If you’ve ever played fetch with a dog, you know that once in a while, you’ll fake a throw just to watch the dog run off waiting for the ball to land somewhere. Most dogs figure out pretty quickly what you’ve done, especially if you’ve done it before. Such is the case with the current consolidation of county level mental health operations and state funding. Counties went forward as mandated (most of them) and then were left looking back for the money to land — and $28 million of it won’t.

Three years ago when the state began implementing mental health reform, counties were told to merge with other counties if their serviced populations did not exceed 200,000. In other words, if a county had only 150,000 residents, it needed to find a mental health partner. The state was insistent and promised repercussions if the newly formed “local management entities” were not created.

Many counties merged with their neighbors. The goal was to simplify the administrative functions, work with private providers, and save tax money. The Outer Banks area (Albemarle) and some regions of the mountains, such as the five-county New River local management entity fell well below the population mandates, but were exempted because of geographical difficulties, such as in the mountains, or population sparseness, such as at the Outer Banks.

The goal was to ultimately have only 20 limited management entities statewide. When that happened, service would be better and money would have been saved. But as of this writing there are still 39 limited management entities because many areas haven’t merged yet. Some counties, such as Pitt and Johnston, have defied the state by not attempting to merge. Each county has fewer than 200,000 residents and thus didn’t meet the mandated service population.

The situation has caused a minor crisis of funding.
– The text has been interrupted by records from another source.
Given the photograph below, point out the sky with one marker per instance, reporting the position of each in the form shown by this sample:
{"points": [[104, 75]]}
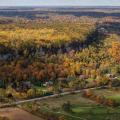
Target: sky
{"points": [[59, 2]]}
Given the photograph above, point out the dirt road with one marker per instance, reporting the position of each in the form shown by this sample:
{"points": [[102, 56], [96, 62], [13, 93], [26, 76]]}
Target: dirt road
{"points": [[17, 114]]}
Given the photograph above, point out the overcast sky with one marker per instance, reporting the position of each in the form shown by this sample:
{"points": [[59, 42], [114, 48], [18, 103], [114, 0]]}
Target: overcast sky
{"points": [[59, 2]]}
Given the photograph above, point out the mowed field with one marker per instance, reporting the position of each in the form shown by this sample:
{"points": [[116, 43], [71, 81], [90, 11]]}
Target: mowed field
{"points": [[81, 108], [17, 114]]}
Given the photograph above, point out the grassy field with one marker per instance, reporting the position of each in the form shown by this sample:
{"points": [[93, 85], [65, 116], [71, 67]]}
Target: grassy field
{"points": [[81, 108], [111, 94]]}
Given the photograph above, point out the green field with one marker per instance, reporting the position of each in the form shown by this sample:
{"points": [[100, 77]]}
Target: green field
{"points": [[81, 108]]}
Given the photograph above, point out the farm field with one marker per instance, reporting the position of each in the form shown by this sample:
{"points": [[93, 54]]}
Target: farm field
{"points": [[80, 107], [47, 53]]}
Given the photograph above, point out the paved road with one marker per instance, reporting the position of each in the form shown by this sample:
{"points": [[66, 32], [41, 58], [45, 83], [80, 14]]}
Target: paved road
{"points": [[46, 97], [17, 114]]}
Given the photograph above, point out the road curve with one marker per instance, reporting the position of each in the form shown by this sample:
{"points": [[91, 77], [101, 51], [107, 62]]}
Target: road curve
{"points": [[46, 97]]}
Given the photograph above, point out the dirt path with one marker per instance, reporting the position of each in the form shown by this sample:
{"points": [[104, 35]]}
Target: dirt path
{"points": [[17, 114]]}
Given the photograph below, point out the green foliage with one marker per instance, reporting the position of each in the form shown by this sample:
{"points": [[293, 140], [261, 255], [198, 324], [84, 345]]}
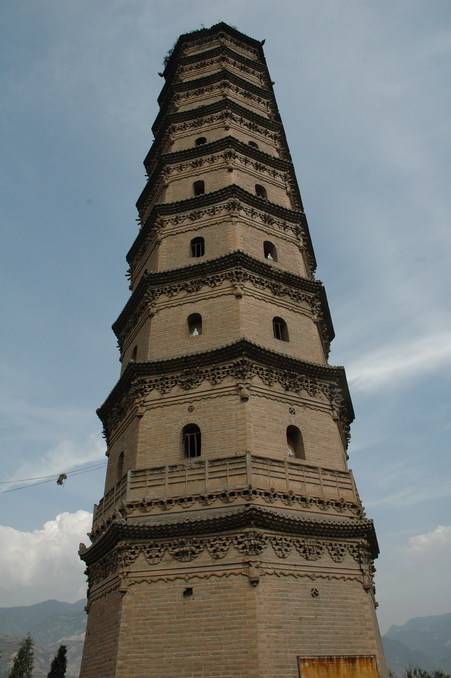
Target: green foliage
{"points": [[59, 664], [23, 661]]}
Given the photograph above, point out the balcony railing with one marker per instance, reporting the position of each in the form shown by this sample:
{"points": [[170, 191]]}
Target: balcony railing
{"points": [[203, 476]]}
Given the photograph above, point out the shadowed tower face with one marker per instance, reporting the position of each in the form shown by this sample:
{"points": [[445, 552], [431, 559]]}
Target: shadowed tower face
{"points": [[230, 540]]}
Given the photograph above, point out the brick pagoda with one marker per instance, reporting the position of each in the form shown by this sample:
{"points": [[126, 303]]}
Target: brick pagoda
{"points": [[230, 540]]}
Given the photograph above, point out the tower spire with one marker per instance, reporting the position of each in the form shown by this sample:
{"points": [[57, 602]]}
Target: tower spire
{"points": [[230, 540]]}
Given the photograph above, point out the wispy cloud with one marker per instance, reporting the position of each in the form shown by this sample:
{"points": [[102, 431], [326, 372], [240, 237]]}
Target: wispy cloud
{"points": [[44, 563], [65, 456], [396, 364]]}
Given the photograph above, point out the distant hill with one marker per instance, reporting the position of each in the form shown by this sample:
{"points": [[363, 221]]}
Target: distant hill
{"points": [[424, 642], [50, 624]]}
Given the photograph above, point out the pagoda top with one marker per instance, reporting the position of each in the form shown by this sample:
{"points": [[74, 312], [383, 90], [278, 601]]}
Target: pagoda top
{"points": [[203, 33]]}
Counties set their budgets July 1, and now they’re being told that their mental-health programs will eventually be $28 million short with continuing shortages thereafter. Because the formula was based upon 20 limited management entities and they still have 33 out there, the savings didn’t happen.

Lee County Manager David Smitherman summarized the situation: “Mental health reform is supposed to be a vehicle for improving efficiency and services delivered in local communities. It’s hard to believe that $28 million of forced cuts furthers that aim. Is it fair for the state to expect the LMEs to absorb these cuts mid-year without affecting services?”

His angst is shared by the N.C. Association of County Commissioners, and rightly so. According to them, “the $28 million represents nearly 18 percent of the local mental health offices’ administrative budget.”

Bear in mind, there have been no cuts in required services, just cuts in money to fund them. Counties are now looking for ways to find the money in budgets that are already tight. In most cases, they’ll have to cut services or take the hits directly out of fund balances. The cost is recurring, according to the proposal by N.C. Health and Human Services Director, Carmen Hooker Odom. That means that counties could be looking at higher property taxes to pay for mental health services that the state should be covering. We’ve seen this before with Medicaid funding.

In the end, this was a bad call by Odom’s office. The situation was caused by a lack of compliance by some counties, but those that have complied will be paying the price. Counties that complied, reformed, consolidated, and created new limited management entities should be rewarded for their leadership, not punished.

The solution is to fund those that have complied and to deal with the lack of compliance on funding shortages. Leadership is really the issue at hand. Counties are waiting for the owner to throw the ball; they’ve grown tired of watching the state throw a fake. A good dog owner throws the ball eventually, not doing so is just plain mean.

Chad Adams is vice chairman of the Lee County Board of Commissioners and director of the Center for Local Innovation.